Watch as Houston County’s activists continue to go after our local mining companies that do not engage in frac sand mining. We can no longer trust what these activists say.

On October 21, 2014, Bruce Kuehmichel submitted a petition to the Houston County Board in support of a ban on frac sand mining.

Then on July 14, 2015, Bruce Kuehmichel told the Houston County Board that Section 27 (Mineral Extraction) of the Zoning Ordinance “is actually very, very good.”

As a candidate for Houston County Commissioner, Bruce Kuehmichel stated in a July 19, 2016, Caledonia Argus article that he “would prohibit/ban specifically industrial silica frac sand mining while continuing to allow mining of sand for agricultural and construction use… and improve enforcement of the current ordinance” as the current ordinance “is adequate.”

Now on March 7, 2017, Bruce Kuehmichel suggested “it is time for a moratorium [prohibition] on rock mining… and that the Houston County Board needs to revisit the mining ordinance.” As a Houston Township Officer and farmer, this one takes the cake!  Houston County’s townships and farmers need these rock quarries and sandpits.
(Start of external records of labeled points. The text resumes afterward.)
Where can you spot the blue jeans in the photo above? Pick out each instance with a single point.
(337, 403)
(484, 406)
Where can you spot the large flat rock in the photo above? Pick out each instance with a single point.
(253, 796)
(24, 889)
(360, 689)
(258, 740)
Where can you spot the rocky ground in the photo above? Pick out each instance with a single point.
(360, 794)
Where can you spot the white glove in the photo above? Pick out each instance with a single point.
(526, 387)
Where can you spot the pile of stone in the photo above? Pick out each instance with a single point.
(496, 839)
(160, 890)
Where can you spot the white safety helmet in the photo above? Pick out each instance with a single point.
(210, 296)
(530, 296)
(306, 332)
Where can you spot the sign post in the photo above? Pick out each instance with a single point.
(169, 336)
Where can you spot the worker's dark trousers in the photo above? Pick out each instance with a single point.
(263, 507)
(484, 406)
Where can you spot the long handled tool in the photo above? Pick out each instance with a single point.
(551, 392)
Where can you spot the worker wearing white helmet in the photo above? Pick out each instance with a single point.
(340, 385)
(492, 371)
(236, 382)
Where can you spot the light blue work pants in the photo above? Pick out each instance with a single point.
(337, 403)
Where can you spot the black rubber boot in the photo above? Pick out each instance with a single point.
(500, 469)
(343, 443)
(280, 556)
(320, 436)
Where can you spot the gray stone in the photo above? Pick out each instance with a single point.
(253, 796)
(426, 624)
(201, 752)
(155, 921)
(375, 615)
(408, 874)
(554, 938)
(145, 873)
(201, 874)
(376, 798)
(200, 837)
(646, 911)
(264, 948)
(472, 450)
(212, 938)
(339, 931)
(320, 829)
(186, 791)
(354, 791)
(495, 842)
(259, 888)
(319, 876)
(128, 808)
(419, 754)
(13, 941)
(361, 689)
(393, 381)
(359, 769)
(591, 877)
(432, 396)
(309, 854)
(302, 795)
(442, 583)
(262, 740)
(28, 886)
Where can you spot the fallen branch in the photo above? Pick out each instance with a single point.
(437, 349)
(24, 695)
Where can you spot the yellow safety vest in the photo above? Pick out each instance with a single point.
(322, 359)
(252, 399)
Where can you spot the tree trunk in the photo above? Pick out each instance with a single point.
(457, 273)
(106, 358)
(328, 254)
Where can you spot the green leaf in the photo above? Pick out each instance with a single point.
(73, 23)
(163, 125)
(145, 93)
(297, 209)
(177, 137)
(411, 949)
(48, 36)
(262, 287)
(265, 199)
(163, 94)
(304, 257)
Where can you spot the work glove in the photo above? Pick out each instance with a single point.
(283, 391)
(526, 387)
We need rock for our roads and sand for cattle bedding. Houston County’s businesses and residents need sand and aggregate for the cement products they produce and use daily. Having to get these products from another county or state will result in higher costs to Houston County residents, raise your taxes, increase the costs of doing business locally, and hurt our local mining companies that do not engage in frac sand mining.

First Bruce Kuehmichel wanted to allow the use of rock and sand for agricultural and construction use. Now, he wants a temporary ban on rock mining. Houston County, townships, and area farmers should all be nervous of this kind of talk and what it will do to the local mining industry, that we all need, and the aggregates we use daily. It is time we voice our opinion against this kind of policy for Houston County!

The public does not need protections from mining over-reach. The public needs protections from activists who act like they know best, but have ulterior motives. After all, I thought it was about frac sand mining?